On the drive back to Lospalos the next day, my mind wandered back and forth between Ferra and Dan’s comment. “Health care is for the rich…the poor are expendable.”  It’s hard to argue that’s not the case.  But why? I suggest it’s because the current global economic system, also known as “neoliberalism,” simply has no place for people like Ferra and her mom.  That’s because they’re neither diligent producers nor obedient consumers. They’re not profitable and hence, they’re expendable.

Ferra’s mother is, like most people in Imanuel Church, a subsistence farmer.  She spends her days working a small farm with hand tools and selling what she produces locally. People like this grow enough to eat and sell what’s left over.  They are, therefore, not really producers.  But neither are they consumers.  Although they make enough to buy rice and basic supplies, they don’t have a bank account or disposable income, not to mention stocks, bonds and retirement plans.  According to market ideology they are thus “useless” to the economic system.

That Ferra’s life may be cut short because during her first 5 years she didn’t have access to the care needed to diagnose and treat this heart problem is tragic.  And yet it poignantly, brutally, reflects the values of a market ideology which values profit over people.  As journalist Tom Friedman has noted so frankly, it’s also an order that has to be defended militarily: “The hidden hand of the market will never work without a hidden fist.  McDonald’s cannot flourish without McDonnell Douglas, the designer of the F-15.”  This is something we need to come to terms with.  It’s not a matter of Democrat or Republican or Fox vs. MSNBC.  The market ideology that makes our economic system so greedy and so inhospitable to Ferra and her mom has been a bipartisan consensus since Ronald Reagan.
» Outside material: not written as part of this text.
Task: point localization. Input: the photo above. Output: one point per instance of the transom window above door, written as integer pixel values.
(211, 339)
There is however an unexpected way to resist market ideology: our baptismal identity.  “You cannot serve God and wealth,” says Jesus in Luke’s gospel.  That doesn’t mean that we can’t have wealth.  Taking our baptismal identity seriously means we can’t serve wealth.  It means we need not sell our souls to market ideology.  When health care is only for the rich, it means we’re serving wealth. But God wants us to serve God.  And that means, among other things, that people like Ferra and her mom are not expendable.  According to the gospel, they’re indispensable.